Rule 5122-2-18 | Use of mechanical supports in regional psychiatric hospitals.
(1) The purpose of this rule shall be to establish uniform procedures governing the safe, humane, and appropriate use of mechanical supports consistent with standards of quality treatment and respect for individual autonomy, dignity and rights of patients.
(2) The provisions of this rule shall be applicable to all regional psychiatric hospitals (RPHs) inpatient settings operated by the department of mental health. Community support network (CSN) programs shall meet the requirements established under rule 5122-26-16 of the Administrative Code.
(B) Definitions: The following definitions apply to this rule in addition to or in place of those appearing in rule 5122-1-01 of the Administrative Code.
(1) "Chief clinical officer (CCO)" means the medical director of an RPH as defined in division (K) of section 5122.01 of the Revised Code.
(2) "Mechanical supports" mean items used for the purpose of achieving or maintaining proper body alignment, position and balance. When used for these purposes, they shall not be considered restraints under rule 5122-2-17 of the Administrative Code.
(3) "Occupational therapist" means a person who is licensed or holds a limited permit to practice occupational therapy as defined in section 4755.04 of the Revised Code.
(4) "Occupational therapy assistant" means a person who is licensed or holds a limited permit to provide occupational therapy techniques under the general supervision of an occupational therapist.
(5) "Physical therapist" means a person who is licensed to practice physical therapy as defined in section 4755.40 of the Revised Code.

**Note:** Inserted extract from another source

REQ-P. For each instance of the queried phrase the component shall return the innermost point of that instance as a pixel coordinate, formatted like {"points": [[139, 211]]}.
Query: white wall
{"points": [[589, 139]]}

(1) Mechanical supports are used infrequently in behavioral healthcare settings. Mechanical supports are not used for behavioral purposes. Mechanical supports are not considered restraints.

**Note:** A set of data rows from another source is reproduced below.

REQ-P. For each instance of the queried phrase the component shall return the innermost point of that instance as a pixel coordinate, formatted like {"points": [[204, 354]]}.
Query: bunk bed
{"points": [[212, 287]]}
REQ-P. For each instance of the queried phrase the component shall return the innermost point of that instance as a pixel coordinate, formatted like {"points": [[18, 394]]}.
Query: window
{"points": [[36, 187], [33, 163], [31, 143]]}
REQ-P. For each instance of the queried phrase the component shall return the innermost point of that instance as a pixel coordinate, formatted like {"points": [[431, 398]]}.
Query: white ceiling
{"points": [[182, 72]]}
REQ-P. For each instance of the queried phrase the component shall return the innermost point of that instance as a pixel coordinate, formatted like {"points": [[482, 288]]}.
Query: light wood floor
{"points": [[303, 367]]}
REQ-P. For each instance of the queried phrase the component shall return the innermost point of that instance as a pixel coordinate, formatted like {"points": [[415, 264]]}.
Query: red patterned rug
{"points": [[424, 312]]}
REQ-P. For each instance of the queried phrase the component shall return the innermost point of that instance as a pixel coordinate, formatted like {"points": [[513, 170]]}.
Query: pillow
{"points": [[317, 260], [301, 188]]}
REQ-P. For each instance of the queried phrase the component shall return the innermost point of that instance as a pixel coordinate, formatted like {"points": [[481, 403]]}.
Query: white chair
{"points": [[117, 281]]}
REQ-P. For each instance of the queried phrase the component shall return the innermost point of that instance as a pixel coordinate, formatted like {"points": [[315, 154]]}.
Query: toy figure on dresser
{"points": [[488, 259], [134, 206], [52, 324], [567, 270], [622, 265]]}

(2) Mechanical supports are used to achieve proper body position, balance, or alignment and are part of an established treatment plan to address a patient's physical impairment and increase mobility. Mechanical support use is voluntary. Mechanical support devices are generally removable by the patient. Examples of mechanical supports include the use of leg braces to assist a patient to walk or the use of a wedge or back brace to assist a patient to sit upright.
(3) Additionally, mechanical support devices may be used when medically necessary to maintain position, limit mobility, or temporarily immobilize a patient during medical, dental, diagnostic, or surgical procedures.

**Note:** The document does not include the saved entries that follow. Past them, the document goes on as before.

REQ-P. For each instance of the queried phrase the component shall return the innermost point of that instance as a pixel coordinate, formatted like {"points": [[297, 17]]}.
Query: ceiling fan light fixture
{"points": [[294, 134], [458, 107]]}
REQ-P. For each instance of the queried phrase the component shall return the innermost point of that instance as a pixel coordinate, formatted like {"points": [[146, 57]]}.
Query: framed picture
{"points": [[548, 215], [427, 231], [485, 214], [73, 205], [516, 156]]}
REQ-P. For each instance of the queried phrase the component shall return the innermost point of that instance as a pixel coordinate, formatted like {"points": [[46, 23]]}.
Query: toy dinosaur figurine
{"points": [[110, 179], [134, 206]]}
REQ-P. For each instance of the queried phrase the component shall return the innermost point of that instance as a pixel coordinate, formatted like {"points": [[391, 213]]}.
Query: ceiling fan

(4) To assure safe and appropriate use, mechanical support use is addressed in the treatment plan and ordered by a physician with physical therapy/occupational therapy consultation as needed. Mechanical support use is monitored by nursing staff. RPH leadership shall provide oversight to assure safety and quality in accordance with this rule and all applicable CMS and TJC standards.
(1) A physician may order mechanical support devices as part of a patient's treatment plan. The treatment plan should specify nursing monitoring instructions and timeframes. The order shall specify the condition(s) for their use.
(2) Each order for mechanical support shall be in force for no longer than thirty days. A physician shall review and substantiate the need for such items prior to renewing any order and document that review in the patient's medical record.
(3) Mechanical support use shall be reviewed in consultation with a physical therapist or occupational therapist as needed. The following are examples of devices used for mechanical support: prescribed orthopedic devices; protective helmets; bed rails, or devices used to protect a patient from falling out of bed where the bed rail can be easily lowered by the patient; geri chair and tray where the patient can easily remove the tray; waist or torso posey used to maintain posture that can be easily removed by the patient; devices used to permit a patient to participate in activities without the risk of physical harm; medically necessary positioning or securing devices to maintain position, limit mobility, or temporarily immobilize the patient during medical, dental, diagnostic or surgical procedures; hand mitts used to prevent self injury that do not restrict free movement of fingers, and use of hands and wrists.
(4) Because the current definition of restraint does not name each device and situation that can be used to immobilize or reduce the ability of the patient to move his or her arms, legs, body, or head freely, it promotes looking at each patient situation on a case-by-case basis to assure that a device is not being used as a restraint. The use of hand mitts, bed rails, geri chairs, and posey devices may all be considered restraints depending on the situation, purpose, and application of a device or method.
(5) Procedures for assessment and monitoring of the patient shall be detailed in the treatment plan and physician orders. Assessments must occur at least daily and more often if indicated. Patient assessment and monitoring may be done by a registered nurse, physical therapist, occupational therapist or occupational therapy assistant. to assure proper positioning and body alignment. This assessment shall be documented in the patient's medical record.
(6) Training regarding the use of mechanical supports shall be part of employee orientation and repeated in accordance with RPH policy. The RPH shall maintain records of personnel completing training in these areas.
(7) Hospital leadership shall oversee the use of mechanical supports as part of the RPH quality assurance performance improvement program to ensure compliance with this rule and nationally recognized standards for safety and quality.
(8) The chief executive officer of each RPH shall be responsible for the development of guidelines for implementation of this rule.